Right, the more you know how something works, the more you're surprised how any of it works.

Thanks for the details, I'll check it in a week or so and start using it.

nickjj commented 1 week ago

How's things looking on your end stability wise?

foriequal0 commented 4 days ago

We haven't had any 503, 504 in Sentry so far. I cannot guarantee the stability of future RC versions (I have some TODOs until release) so you'll want to pin to a specific version (v0.1.0-rc.3) until I release a stable v0.1.0

nickjj commented 4 days ago

Ok thanks. I will roll out v0.1.0-rc.3 tomorrow. Assume no news is good news.

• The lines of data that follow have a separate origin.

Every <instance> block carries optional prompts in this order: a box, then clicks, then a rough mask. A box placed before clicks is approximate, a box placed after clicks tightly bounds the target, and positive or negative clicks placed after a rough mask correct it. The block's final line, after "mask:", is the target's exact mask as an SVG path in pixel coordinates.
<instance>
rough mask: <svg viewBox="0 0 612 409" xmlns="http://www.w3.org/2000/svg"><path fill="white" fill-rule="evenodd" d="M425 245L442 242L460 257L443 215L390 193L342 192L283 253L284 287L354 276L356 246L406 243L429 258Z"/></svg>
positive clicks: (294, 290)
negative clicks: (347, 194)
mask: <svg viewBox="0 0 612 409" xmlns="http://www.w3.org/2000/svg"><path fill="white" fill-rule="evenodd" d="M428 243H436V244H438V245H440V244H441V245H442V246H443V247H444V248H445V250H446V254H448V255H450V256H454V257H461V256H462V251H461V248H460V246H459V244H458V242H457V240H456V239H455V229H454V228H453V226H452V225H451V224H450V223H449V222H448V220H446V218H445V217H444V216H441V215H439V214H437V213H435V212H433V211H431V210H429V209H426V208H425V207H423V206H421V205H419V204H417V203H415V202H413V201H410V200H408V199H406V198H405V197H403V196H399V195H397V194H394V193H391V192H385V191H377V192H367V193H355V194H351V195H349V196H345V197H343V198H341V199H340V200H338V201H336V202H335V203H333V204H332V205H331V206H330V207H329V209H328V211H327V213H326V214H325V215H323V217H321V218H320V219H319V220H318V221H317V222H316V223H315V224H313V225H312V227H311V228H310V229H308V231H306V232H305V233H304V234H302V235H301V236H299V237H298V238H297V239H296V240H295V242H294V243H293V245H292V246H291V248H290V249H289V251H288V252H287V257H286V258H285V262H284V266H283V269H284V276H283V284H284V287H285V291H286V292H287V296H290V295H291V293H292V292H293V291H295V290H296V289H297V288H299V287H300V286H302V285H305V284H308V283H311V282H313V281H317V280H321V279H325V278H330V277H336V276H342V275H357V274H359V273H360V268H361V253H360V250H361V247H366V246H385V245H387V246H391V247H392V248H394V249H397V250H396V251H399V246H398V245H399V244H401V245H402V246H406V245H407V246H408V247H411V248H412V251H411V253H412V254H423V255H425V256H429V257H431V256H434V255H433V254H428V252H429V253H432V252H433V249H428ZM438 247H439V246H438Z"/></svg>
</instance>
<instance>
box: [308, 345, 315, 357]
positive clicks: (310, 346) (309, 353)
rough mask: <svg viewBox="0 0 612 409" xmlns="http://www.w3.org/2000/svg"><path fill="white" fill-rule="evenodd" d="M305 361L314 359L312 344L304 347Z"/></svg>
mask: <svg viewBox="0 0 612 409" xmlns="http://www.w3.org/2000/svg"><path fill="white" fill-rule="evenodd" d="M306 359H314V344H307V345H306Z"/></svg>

nickjj commented 3 days ago

I still received 503s and 504s during a node upgrade with rc3 but I think it was because I didn't change replicaCount, it defaults to 1. As part of upgrading to rc3, would we also need to set replicaCount: 2 to achieve zero downtime node upgrades?

foriequal0 commented 3 days ago

At least 1 pod should be alive at all times. It can happen if you're draining a node where the pod-graceful-drain is. You might need to set up some combination of replicaCount: 2, pod disruption budget, or anti-affinity. I can mitigate it by delaying the self-termination when the pod is on the draining node.

nickjj commented 3 days ago

Thanks.

I did encounter a new issue. I've upgraded this cluster from 1.24 to 1.29 in 0.01 stages over the years while using v0.0.11 of pod graceful drain and the worker nodes always upgraded in a hands free way after ~8-10 minutes.

When upgrading from 1.29 to 1.30 I used rc3 and after 26 minutes it timed out with a PodEvictionFailure saying it hit the max number of retries trying to evict a pod on a node. I don't know which pod failed.

But as soon as I downgraded back to v0.0.11 and re-ran the Terraform EKS module to upgrade the worker nodes from 1.29 to 1.30 it worked and finished in 9 minutes.

Did anything change that could cause rc3 to not allow being evicted?